Jaler ...
Tidak menyayangiku.
Apalagi menginginkanku.
Hanya bermaksud menebus perawanku,
dengan jaminan tunjangan seumur hidup.
Cukup.
Yang penting bisa disuruh-suruh.
Tapi aku tidak bisa harus seperti itu.
Meskipun nyatanya aku harus.
Sudah ada sumpal uang tutup mulut.
Tapi aku tidak bisa harus seperti itu ...
Diberi ...
Tapi ngeri ...
Lebih baik menabung.
Yang tekun.
Airmata dan luka.
Kutumpuk yang banyak, yang rapih.
Balas budi.
Memberi.
Kutumpuk yang banyak, yang rapih.
Sehingga tidak terhitung.
Malas menghitung.
Tidak terasa.
Wah sudah banyak ...!
Maka aku dirikan rumah dari buah dada,
dengan puting-puting merah muda menghias indah
Dengan pintu-pintu yang liat seperti liang birahi,
seperti milik gadis-gadis gincu merah kecintaannya.
Untuknya, Jaler ...
Membuatnya birahi setiap saat.
Menyeringai nakal,
setiap kali melewati pintu,
setiap kali memandangi sekat sekeliling.
Membuatnya yakin dia terlalu perkasa,
hingga lengah ...
Kuringkus dalam perangkap lalu kukebiri.
Jambangnya tercukur merintis pada pipinya.

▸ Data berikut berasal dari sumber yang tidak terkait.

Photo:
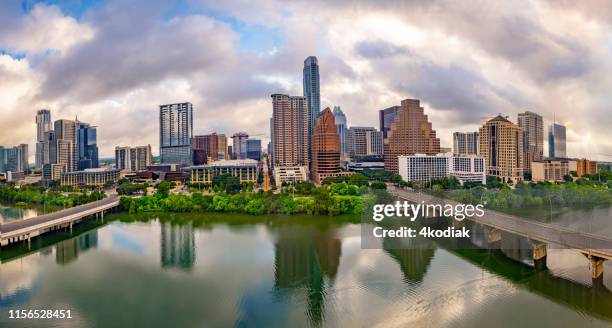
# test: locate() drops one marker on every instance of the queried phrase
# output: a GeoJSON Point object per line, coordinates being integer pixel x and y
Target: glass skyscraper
{"type": "Point", "coordinates": [340, 120]}
{"type": "Point", "coordinates": [556, 141]}
{"type": "Point", "coordinates": [312, 92]}
{"type": "Point", "coordinates": [176, 133]}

Dadanya bidang ketat dengan ototnya.
Dia laki-laki
Dia yakin dia laki-laki, sebelum dia birahi pada pintu-pintu rumahnya sendiri lalu melucuti celananya.
Nafsunya hanya jadi umpat di mulutnya.
Dia laki-laki, ketika berbusana
Tapi bagiku dia bukan lagi.
Apalagi bagi gadis-gadis gincu merah yang selalu haus.
Jalangpun mungkin membatin, walau disuapnya untuk bercinta.
Jaler, Jaler ...
Lelah mengumpat nafsu lewat mulutnya
Bisa dengan apa lagi memangnya?
Wajahnya merah dan ototnya keluar menghias lehernya
Tidak tersampaikan.
Mengerang.
Suaranya seperti beruang jantan
Tapi dia bukan beruang.
Juga tidak mau dikata betina
Meskipun dia tahu, dia bukan jantan!